# Which customers are happy customers?


From frontline support teams to C-suites, customer satisfaction is a key measure of success. Unhappy customers don't stick around. What's more, unhappy customers rarely voice their dissatisfaction before leaving.

Santander Bank is asking Kagglers to help them identify dissatisfied customers early in their relationship. Doing so would allow Santander to take proactive steps to improve a customer's happiness before it's too late.

In this competition, you'll work with hundreds of anonymized features to predict if a customer is satisfied or dissatisfied with their banking experience.
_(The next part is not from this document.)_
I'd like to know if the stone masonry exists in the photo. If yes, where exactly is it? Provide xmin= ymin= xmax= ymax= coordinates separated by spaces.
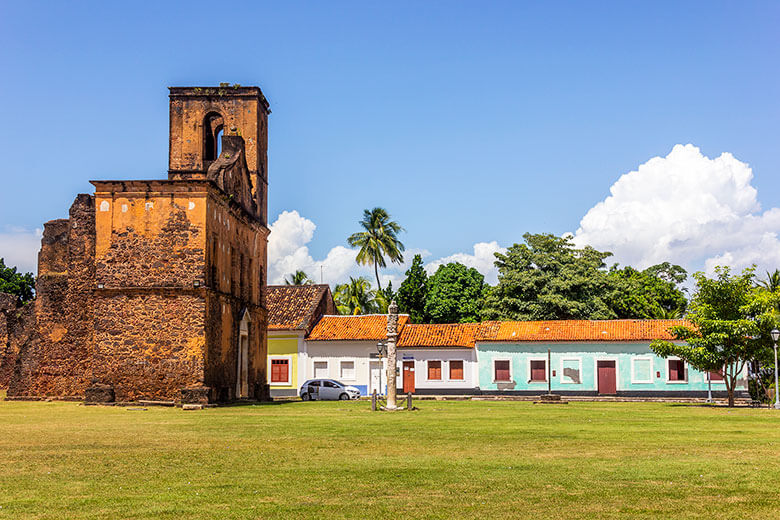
xmin=6 ymin=86 xmax=270 ymax=403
![img](https://kaggle2.blob.core.windows.net/competitions/kaggle/4986/media/santander_custsat_red.png)


# Load Data

In [1]:
import numpy as np
import pandas as pd

data = pd.read_csv("../data/train.csv")
 

## exercise contents
Randomforest Tree 50

# Cross validatae by ROCAUC


In [8]:
from sklearn.cross_validation import KFold
from sklearn import datasets
from sklearn.metrics import roc_auc_score


def rocauc_score(model, features, labels, num_folds = 5):
    kfolds = KFold(len(features), num_folds)
    
    total_score = 0.0
    
    for train_index, test_index in kfolds:
        train_features = features.iloc[train_index]
        test_features = features.iloc[test_index]
        train_labels = labels[train_index]
        test_labels = labels[test_index]
        
        model.fit(train_features, train_labels)
        prediction = model.predict_proba(test_features)
        
        nd = test_labels.get_values()
        pos_prediction = [x[1] for x in prediction]
        score = roc_auc_score(nd, pos_prediction)
        total_score = total_score + score
        
    total_score = total_score / num_folds
    
    return total_score   

# Prediction

## Predict 

In [4]:
#from sklearn.naive_bayes import GaussianNB, MultinomialNB, BernoulliNB
from sklearn.ensemble import RandomForestClassifier
from sklearn.linear_model import LogisticRegression
from sklearn import svm

feature_names = data.columns[1:370]
#배열로 넘김
label_name = "TARGET"
#컬럼 넘김

tree50_score = rocauc_score(RandomForestClassifier(n_estimators=50, n_jobs= -1), data[feature_names], data[label_name])
#svmsvc_score = rocauc_score(svm.SVC(), data[feature_names], data[label_name])
#Logistic_score = rocauc_score(LogisticRegression(n_jobs =-1), data[feature_names], data[label_name])

  tree 50 = 0.73968


## Print score

In [6]:
print(" test 50 = %.5f" % (tree50_score))

 test 50 = 0.73968


# Submit

In [7]:
train = pd.read_csv("../data/train.csv")
test = pd.read_csv("../data/test.csv")
 
feature_names = data.columns[1:370]

label_name = "TARGET"

model = RandomForestClassifier(n_estimators=50, n_jobs=-1)
model.fit(train[feature_names], train[label_name])
prediction = model.predict_proba(test[feature_names])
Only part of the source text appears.